OTPKX.tex

\textcite{OTPKX} argue that if the adversary controls the entire network, then 
the approach to deniability taken by \ac{OTR} and Signal does not suffice.
The problem is that Eve can record a transcript of all communications
that have taken place.
We know that the \ac{NSA} did exactly that~\cite{XKeyscore} --- and more 
specifically, saved ciphertexts for later when the decryption key might be 
available.
In this setting it does not matter if anyone can generate a false transcript of 
a conversation between Alice and Bob, because Eve knows exactly what Alice has 
sent, what Bob has received and vice versa.
The argument of this class of protocol is that Alice and Bob have the 
possibility to deny anything about the conversation since it cannot be 
decrypted.
This seems extra problematic when even the free countries in the world suggest 
that there must be ways to break this 
encryption~\cite{BackDoorEncryption}\footnote{%
  We refer the reader to the text by \textcite{KeysUnderDoormats} for further 
  reasons for why this is a bad idea.
}.

There are more than one way to approach this problem.
The first approach would be to use an anonymizing service, such as 
Tor~\cite{Tor}.
This way, Eve would not know that Alice communicates with Bob, only that
Alice communicates with someone.
However, Alice and Bob are located in the same country and Eve controls the 
nationwide network.
For all low-latency anonymizing networks (such as Tor) where the entry point 
and exit are controlled by Eve, Eve can perform a time-correlation 
attack\footnote{%
  This means that Eve records the time of when each message enters the network 
  (entry distribution) and the time when each message exits the network (exit 
  distribution).
  Due to the low-latency property, these distributions will be related and Eve 
  can infer to whom Alice sent her message.
} and essentially render the anonymization service 
useless~\cite{SystemsForAnonymousCommunication}.
To make this attack more difficult for Eve, the system must introduce random 
delays in our communication\footnote{%
  The delays must transform the exit distribution to a distribution more 
  similar to the uniform distribution, then Eve's statistical analysis will 
  become more difficult.
}.
(We will return to this topic in \cref{MessageDistribution}.)
But despite all this, Eve can still ask Alice to decrypt the conversations, 
either she complies or claims that she does not know the key.

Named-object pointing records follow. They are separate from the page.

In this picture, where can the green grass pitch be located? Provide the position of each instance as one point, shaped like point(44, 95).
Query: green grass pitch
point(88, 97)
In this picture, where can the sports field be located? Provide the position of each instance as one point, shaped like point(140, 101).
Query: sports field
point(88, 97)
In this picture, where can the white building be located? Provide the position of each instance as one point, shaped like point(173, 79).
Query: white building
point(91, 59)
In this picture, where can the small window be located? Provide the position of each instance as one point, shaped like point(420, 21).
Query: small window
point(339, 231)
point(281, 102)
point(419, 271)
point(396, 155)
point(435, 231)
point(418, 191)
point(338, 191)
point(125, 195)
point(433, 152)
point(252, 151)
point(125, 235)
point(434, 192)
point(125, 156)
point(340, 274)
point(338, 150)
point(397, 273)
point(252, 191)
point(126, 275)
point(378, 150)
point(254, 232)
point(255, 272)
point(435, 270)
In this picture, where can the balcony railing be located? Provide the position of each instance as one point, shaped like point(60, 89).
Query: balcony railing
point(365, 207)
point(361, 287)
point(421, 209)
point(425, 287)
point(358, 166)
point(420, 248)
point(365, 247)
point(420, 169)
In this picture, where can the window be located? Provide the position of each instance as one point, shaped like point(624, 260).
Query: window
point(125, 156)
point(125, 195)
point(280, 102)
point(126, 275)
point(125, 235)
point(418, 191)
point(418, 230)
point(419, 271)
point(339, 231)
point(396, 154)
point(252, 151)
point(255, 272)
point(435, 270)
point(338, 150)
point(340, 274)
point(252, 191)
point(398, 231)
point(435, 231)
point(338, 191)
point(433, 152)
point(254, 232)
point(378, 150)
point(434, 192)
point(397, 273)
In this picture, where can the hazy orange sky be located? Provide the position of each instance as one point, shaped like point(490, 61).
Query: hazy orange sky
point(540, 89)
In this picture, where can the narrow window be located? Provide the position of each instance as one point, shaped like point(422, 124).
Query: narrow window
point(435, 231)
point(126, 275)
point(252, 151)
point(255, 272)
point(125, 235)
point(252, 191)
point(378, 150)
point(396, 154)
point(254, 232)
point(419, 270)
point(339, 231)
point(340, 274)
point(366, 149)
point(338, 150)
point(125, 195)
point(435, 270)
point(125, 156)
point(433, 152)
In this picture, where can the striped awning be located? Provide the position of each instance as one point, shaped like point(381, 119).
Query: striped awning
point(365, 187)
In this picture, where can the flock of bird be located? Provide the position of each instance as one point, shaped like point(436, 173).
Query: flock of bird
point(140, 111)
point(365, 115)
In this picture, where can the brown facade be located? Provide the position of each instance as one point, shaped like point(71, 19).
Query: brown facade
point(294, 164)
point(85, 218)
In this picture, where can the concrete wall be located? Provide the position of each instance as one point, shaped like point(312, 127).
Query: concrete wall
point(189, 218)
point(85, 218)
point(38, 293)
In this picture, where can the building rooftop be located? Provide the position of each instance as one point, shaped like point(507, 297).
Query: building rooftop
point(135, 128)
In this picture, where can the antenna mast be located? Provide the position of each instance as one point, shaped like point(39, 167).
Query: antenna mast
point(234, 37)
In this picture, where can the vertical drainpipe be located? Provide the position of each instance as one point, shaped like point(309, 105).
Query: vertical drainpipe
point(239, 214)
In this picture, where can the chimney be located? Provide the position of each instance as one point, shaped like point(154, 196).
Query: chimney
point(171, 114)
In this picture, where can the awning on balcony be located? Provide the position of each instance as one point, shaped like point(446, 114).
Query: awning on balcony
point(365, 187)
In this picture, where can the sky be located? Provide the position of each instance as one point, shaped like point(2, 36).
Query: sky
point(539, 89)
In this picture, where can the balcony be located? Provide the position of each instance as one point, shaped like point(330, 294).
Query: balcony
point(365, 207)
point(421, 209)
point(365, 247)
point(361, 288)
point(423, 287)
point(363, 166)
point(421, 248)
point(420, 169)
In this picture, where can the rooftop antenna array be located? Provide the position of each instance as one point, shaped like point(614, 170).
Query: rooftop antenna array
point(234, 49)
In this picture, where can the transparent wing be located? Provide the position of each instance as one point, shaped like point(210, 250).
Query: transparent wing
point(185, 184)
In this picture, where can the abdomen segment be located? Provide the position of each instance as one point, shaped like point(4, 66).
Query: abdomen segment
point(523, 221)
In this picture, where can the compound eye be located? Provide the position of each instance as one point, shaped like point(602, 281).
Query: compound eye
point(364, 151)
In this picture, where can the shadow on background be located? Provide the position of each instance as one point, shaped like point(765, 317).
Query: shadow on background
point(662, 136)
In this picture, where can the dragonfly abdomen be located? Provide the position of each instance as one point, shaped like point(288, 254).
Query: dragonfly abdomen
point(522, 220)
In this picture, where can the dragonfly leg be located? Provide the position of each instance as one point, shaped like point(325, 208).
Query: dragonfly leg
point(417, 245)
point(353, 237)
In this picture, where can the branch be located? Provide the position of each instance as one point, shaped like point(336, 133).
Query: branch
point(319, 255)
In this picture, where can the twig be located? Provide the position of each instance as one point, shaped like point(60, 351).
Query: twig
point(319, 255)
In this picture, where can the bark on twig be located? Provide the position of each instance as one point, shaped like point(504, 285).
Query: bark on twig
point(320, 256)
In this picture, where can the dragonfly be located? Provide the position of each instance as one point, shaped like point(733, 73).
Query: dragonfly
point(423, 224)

The second approach would be to ensure deniability even against this strong 
adversary.
This would not hide who communicates with whom, as in our first approach, but 
it provides deniability for the conversations.
The scheme suggested by \textcite{OTPKX} makes use of one practical instance of 
deniable encryption~\cite{DeniableEncryption}.
They construct a scheme where Alice and Bob can create \enquote{false proofs} 
for their conversation.
In essence, Eve records all traffic.
When she approaches Alice and asks her to provide a key to decrypt the recorded 
traffic, Alice can create a decryption key such that when Eve decrypts the 
recorded traffic will receive a plaintext of Alice's choice.
This way Alice can \enquote{prove her innocence}.
However, the question whether Eve would actually accept such a \enquote{proof}, 
knowing it might equally well be false, remains open.